Moreover a way to crash a software can be used in denial of service attacks.
You are merging two different events: stopping and crashing
Certain types of crashes are known as "Access Violations" these are the Crashes/Anomaly which "violates" the rule defined by programmers who wrote system/software/operating-system or defined by programmers who wrote compilers which makes executables.
Suppose attacker(Neo) finds a crash into one of the software(Matrix) he can use that crash to "violate" the rule(rules witch are defined for Matrix) and he can use that crash to take control over system(Matrix) and now He want to do malicious activity(Turn off the matrix) for that he knows a API call ,but that API call is controlled/guarded by another program/antivirus(Agent Smith), but since he got the full control over system(matrix) he can close Antivirus(Agent Smith) and now he can close the system(Matrix)
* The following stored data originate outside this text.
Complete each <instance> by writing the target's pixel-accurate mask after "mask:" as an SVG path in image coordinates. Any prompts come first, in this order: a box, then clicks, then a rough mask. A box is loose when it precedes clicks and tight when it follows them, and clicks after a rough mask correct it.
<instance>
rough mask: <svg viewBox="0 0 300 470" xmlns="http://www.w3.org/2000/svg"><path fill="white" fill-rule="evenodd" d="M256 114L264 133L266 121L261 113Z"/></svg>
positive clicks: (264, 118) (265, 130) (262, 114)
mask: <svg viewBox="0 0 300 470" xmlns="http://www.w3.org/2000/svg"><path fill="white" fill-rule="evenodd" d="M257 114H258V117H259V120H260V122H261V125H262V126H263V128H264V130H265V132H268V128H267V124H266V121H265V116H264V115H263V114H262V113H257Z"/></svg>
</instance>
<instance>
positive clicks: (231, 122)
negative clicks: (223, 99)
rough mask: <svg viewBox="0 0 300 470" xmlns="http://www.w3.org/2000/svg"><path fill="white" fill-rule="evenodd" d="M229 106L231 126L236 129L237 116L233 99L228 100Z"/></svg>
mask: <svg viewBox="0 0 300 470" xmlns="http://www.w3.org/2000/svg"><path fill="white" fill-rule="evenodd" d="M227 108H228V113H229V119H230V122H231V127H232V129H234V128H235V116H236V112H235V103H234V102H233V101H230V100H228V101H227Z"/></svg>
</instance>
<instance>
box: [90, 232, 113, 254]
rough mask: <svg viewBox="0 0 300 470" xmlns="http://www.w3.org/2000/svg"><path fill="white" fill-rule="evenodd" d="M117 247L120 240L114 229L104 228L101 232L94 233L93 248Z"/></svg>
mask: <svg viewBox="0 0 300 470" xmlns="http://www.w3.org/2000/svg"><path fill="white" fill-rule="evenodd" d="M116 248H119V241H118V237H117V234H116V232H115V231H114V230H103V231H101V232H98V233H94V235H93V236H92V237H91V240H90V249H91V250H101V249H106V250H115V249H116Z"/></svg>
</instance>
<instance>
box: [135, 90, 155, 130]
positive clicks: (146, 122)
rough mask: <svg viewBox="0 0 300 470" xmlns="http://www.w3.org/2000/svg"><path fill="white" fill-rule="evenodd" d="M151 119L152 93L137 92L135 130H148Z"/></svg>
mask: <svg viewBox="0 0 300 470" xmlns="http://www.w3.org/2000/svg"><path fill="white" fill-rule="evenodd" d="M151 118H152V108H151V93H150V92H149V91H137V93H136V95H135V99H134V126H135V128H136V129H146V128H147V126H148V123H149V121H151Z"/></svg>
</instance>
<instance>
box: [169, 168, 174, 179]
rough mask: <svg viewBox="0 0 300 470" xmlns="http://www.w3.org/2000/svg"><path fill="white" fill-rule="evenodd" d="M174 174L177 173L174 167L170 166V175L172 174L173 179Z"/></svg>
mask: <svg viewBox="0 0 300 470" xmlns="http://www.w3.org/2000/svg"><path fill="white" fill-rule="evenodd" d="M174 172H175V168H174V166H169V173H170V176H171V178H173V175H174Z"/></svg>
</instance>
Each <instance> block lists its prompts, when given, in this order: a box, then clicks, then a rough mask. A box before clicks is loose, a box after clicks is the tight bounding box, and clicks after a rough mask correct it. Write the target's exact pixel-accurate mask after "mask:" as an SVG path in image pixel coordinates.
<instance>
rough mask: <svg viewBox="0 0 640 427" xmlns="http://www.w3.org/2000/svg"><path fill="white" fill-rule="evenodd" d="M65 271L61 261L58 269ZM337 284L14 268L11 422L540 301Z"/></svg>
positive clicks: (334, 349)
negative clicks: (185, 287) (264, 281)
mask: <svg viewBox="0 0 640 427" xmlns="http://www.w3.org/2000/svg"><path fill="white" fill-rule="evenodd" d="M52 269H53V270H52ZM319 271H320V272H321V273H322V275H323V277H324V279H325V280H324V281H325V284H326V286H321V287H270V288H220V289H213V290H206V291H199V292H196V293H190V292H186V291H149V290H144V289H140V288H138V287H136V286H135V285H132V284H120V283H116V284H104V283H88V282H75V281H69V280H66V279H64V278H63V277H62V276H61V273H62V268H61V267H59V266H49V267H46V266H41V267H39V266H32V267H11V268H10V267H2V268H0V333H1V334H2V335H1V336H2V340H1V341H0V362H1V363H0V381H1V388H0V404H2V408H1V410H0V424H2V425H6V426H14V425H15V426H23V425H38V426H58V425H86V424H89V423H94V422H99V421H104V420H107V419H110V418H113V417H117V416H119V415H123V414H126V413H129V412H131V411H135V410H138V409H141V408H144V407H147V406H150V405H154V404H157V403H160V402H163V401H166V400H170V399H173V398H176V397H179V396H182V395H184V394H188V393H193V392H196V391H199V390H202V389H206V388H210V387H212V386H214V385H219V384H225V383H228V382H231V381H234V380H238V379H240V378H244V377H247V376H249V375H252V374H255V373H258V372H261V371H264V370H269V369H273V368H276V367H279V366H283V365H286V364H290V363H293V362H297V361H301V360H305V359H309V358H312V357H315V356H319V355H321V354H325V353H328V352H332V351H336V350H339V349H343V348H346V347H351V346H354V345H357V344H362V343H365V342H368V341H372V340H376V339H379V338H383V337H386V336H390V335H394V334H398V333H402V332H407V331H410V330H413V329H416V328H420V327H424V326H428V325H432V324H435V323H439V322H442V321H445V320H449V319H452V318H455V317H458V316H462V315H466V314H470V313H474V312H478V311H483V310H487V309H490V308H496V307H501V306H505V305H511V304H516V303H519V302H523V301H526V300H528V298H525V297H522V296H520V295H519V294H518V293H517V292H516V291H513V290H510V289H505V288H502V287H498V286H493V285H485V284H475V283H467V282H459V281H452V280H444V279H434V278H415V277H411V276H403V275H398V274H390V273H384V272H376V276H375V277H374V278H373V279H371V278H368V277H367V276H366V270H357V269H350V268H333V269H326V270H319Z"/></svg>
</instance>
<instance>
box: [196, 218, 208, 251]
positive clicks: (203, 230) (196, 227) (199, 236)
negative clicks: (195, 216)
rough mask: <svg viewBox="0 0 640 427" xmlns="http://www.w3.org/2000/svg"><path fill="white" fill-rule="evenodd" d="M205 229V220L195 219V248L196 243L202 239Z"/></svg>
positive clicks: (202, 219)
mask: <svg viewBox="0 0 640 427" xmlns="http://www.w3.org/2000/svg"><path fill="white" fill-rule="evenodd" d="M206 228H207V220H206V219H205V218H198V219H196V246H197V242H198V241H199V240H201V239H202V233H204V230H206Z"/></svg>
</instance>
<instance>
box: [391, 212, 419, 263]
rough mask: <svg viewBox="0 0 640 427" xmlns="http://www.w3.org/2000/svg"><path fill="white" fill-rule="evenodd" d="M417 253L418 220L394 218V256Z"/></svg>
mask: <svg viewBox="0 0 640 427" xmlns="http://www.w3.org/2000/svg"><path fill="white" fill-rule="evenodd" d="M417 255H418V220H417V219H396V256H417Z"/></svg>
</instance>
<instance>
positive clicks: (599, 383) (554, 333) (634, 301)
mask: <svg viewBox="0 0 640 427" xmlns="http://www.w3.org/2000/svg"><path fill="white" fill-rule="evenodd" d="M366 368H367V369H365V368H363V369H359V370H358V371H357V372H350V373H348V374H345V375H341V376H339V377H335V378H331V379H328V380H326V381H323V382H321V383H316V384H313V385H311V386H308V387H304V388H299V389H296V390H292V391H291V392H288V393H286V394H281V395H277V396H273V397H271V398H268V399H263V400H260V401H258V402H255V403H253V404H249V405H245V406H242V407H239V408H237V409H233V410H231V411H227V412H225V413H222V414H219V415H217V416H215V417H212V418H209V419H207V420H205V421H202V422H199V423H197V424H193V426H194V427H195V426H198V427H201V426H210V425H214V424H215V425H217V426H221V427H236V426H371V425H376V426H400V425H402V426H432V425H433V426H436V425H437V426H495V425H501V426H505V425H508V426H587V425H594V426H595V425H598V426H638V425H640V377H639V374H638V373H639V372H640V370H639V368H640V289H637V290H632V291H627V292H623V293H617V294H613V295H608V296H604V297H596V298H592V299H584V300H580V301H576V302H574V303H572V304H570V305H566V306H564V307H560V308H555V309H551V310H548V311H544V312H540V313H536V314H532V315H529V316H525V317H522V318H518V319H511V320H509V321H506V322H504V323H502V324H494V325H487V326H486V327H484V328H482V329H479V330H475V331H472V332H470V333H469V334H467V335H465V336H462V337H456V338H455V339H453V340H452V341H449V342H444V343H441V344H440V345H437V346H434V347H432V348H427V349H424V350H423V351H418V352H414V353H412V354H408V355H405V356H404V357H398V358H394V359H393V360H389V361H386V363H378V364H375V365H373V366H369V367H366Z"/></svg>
Since this will affect confidentiality, integrity, and availability of the system these crashes are called as Security Issues.
Many application crashes -not all of them, but many- involve the machine executing something that it shouldn't have. The machine jumps into something that it thinks is supposed to be code, but it's actually zeroed-out or random data (or at least data that hasn't been prepared as code). The machine tries to look at this data as code, but it doesn't make any sense as code, so the machine doesn't know what to do. When that happens, the application crashes.
But the thing about bugs is that if you know how to trigger them, you can trigger them deliberately. Sometimes, depending on how the bug works, you can even control what data the machine jumps into. That possibility is what makes security folks nervous: if you can make the machine jump into data that doesn't make any sense, and you can control what that data is, then you could make the machine jump into something that does make sense. Once you've got that set up, you could make the machine do more or less whatever you want.
Not every application crash works this way. @AliAhmad's answer shows the basics of how to tell what can and what can't. But because the consequences of an unsafe crash can be so severe, every crash has to be checked out to see if it's "safe" or not.